L'altro dato elettorale più rilevante è la concentrazione del voto attorno ai due grandi partiti tradizionali: conservatori e laburisti hanno ottenuto oltre l'80% dei consensi e in particolare il Labour di jeremy Corbyn, che partiva da posizioni considerate dagli osservatori vetero-socialiste e molto precarie, e ha invece mostrato di saper condurre una campagna elettorale appassionata, seducendo i giovani e raggiungendo la quota del 40% dei voti, appena il 2% in meno dei Tories. Da registrare il netto calo dei nazionalisti scozzesi che perdono 21 seggi; ma sopratutto il crollo dei nazionalisti dell'UKIP passati dal 12,6% del 2015, a un misero 1,8%: la loro funzione politica sembra essersi esaurita dopo il voto sulla Brexit e i relativi consensi si sono quasi tutti trasferiti verso i conservatori.

martedì 6 giugno 2017

I sauditi contro il Qatar per isolare l'Iran

La decisione con cui l'Arabia Saudita e altri cinque Paesi hanno rotto temporaneamente le relazioni diplomatiche con il Qatar accusandolo di sostenere rapporti con le organizzazioni terroristiche si basa su un pretesto.
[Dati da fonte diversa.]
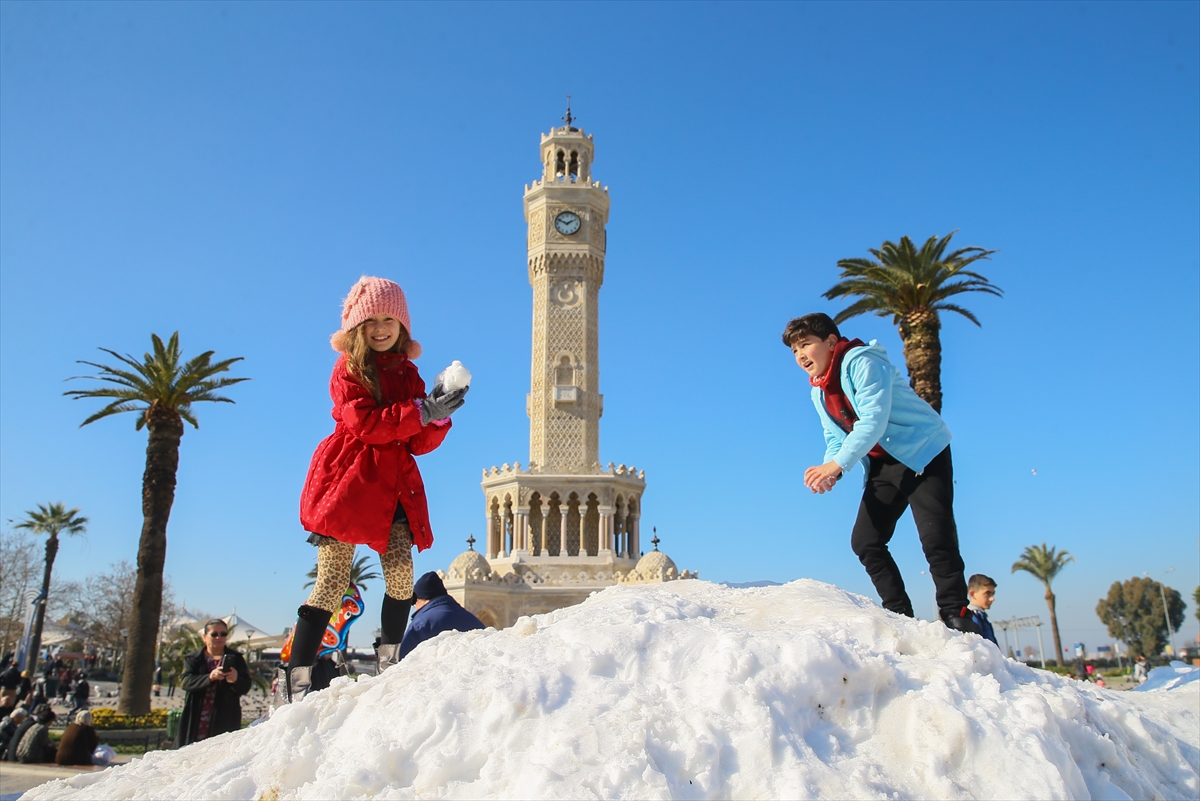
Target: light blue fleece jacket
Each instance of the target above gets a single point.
(889, 413)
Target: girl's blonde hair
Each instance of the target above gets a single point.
(360, 359)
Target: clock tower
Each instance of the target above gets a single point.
(567, 212)
(564, 527)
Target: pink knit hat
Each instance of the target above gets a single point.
(370, 296)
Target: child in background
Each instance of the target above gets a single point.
(982, 594)
(871, 415)
(363, 485)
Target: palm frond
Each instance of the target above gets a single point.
(862, 307)
(159, 380)
(114, 408)
(904, 278)
(957, 308)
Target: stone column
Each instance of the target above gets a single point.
(521, 531)
(562, 528)
(606, 530)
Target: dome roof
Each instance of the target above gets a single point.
(654, 564)
(467, 562)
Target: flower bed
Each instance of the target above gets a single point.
(109, 718)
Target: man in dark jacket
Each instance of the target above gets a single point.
(215, 679)
(9, 727)
(10, 679)
(436, 613)
(37, 748)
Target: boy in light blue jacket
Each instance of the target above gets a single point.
(870, 415)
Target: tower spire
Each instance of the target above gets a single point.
(567, 118)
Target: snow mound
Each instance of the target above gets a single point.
(1173, 676)
(693, 690)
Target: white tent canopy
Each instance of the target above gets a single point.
(241, 631)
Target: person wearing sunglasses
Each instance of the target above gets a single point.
(215, 679)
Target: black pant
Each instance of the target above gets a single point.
(891, 489)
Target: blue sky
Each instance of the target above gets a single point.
(229, 169)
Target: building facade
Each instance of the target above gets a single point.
(564, 525)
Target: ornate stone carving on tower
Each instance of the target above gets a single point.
(564, 527)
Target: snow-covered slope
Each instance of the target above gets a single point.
(693, 690)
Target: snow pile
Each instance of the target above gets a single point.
(1174, 676)
(691, 690)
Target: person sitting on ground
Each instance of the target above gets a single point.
(24, 686)
(215, 679)
(35, 744)
(436, 612)
(871, 416)
(10, 680)
(78, 741)
(82, 693)
(982, 594)
(10, 754)
(9, 727)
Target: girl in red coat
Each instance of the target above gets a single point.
(363, 486)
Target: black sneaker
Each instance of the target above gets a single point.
(960, 621)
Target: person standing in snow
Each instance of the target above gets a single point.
(363, 485)
(982, 594)
(215, 679)
(871, 415)
(1140, 672)
(436, 613)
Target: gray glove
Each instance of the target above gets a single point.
(441, 404)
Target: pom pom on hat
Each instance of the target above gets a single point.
(370, 296)
(429, 586)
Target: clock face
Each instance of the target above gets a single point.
(567, 223)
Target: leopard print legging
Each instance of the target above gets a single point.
(335, 560)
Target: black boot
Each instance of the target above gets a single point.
(393, 624)
(960, 620)
(306, 638)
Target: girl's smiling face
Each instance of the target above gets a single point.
(383, 331)
(814, 355)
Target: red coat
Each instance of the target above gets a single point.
(366, 465)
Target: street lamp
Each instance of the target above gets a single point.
(1167, 614)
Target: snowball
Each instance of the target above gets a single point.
(454, 377)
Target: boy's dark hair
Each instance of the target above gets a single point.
(979, 582)
(817, 325)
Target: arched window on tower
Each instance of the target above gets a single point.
(564, 373)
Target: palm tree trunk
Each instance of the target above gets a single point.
(35, 640)
(923, 354)
(1054, 627)
(157, 495)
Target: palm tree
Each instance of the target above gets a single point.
(359, 573)
(1044, 564)
(912, 287)
(161, 390)
(52, 521)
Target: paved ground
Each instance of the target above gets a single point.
(16, 778)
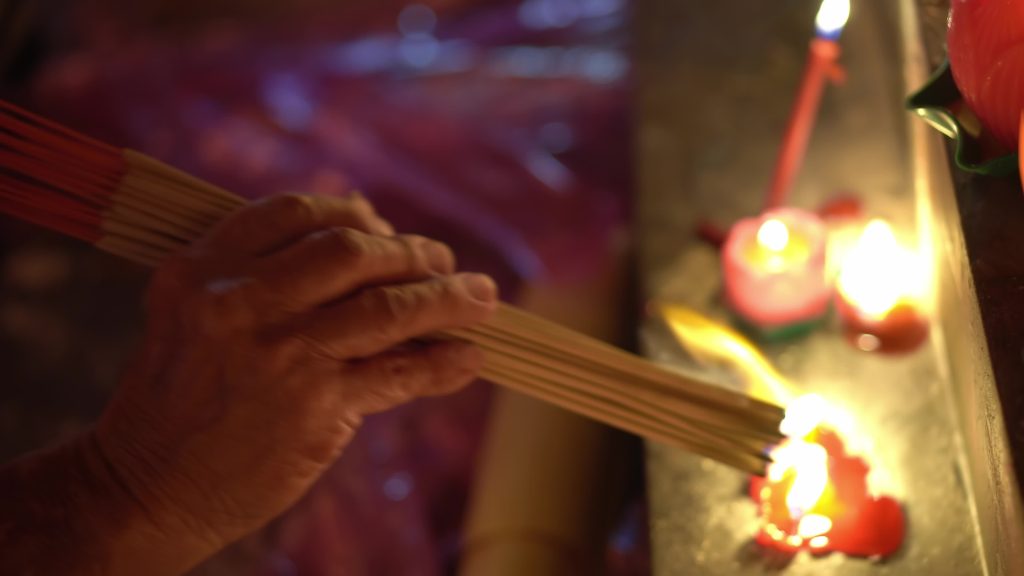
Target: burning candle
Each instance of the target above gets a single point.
(774, 270)
(816, 496)
(880, 290)
(821, 65)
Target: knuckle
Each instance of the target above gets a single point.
(294, 205)
(217, 306)
(395, 303)
(390, 307)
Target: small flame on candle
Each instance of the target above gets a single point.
(832, 17)
(879, 273)
(812, 526)
(805, 461)
(773, 235)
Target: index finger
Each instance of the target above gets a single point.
(271, 223)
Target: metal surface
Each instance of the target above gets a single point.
(715, 85)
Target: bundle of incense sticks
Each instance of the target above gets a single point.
(136, 207)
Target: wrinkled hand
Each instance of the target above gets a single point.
(266, 344)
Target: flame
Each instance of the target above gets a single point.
(833, 16)
(879, 273)
(812, 526)
(773, 235)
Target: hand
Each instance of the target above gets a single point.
(266, 344)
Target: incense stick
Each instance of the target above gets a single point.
(141, 209)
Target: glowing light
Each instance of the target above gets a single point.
(833, 15)
(803, 415)
(879, 273)
(807, 463)
(773, 235)
(812, 526)
(868, 342)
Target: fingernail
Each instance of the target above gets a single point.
(439, 257)
(480, 287)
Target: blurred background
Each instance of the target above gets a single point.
(500, 126)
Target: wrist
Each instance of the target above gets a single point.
(68, 512)
(150, 533)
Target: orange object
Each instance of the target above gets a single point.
(986, 55)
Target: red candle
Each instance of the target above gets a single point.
(880, 292)
(774, 269)
(816, 497)
(821, 65)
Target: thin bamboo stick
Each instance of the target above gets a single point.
(147, 209)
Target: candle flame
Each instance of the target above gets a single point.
(879, 274)
(803, 462)
(812, 526)
(833, 16)
(773, 235)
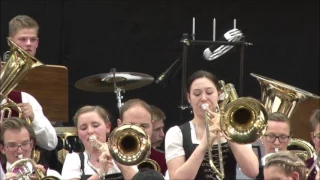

Non perché effettivamente il Qatar non abbia foraggiato l'estremismo jihadista, ma perché le connivenze con i terroristi hanno interessato anche le fila degli accusatori ,compresi i sauditi. Il vero motivo della rottura diplomatica sta nei rapporti amichevoli che il Qatar ha cercato di intrattenere con l'Iran sciita, nemico giurato dei wahabiti. Il pugno duro dei sauditi è favorito anche dalla recente visita di Trump in cui il presidente americano ha avvalorato la posizione di Ryad di associare la lotta al terrorismo al contrasto verso il regime di Teheran. La nuova amministrazione americana ha così messo ulteriore benzina nell'incandescente scenario medio-orientale non tenendo conto di come il terrorismo islamico sia una manifestazione del rinfocolarsi delle millenarie tensioni tra sunniti e sciiti, che andrebbero stemperate con una sapiente opera di mediazione tra le parti e non alimentate parteggiando per le posizioni più estremiste rappresentate in questo caso proprio dai sauditi.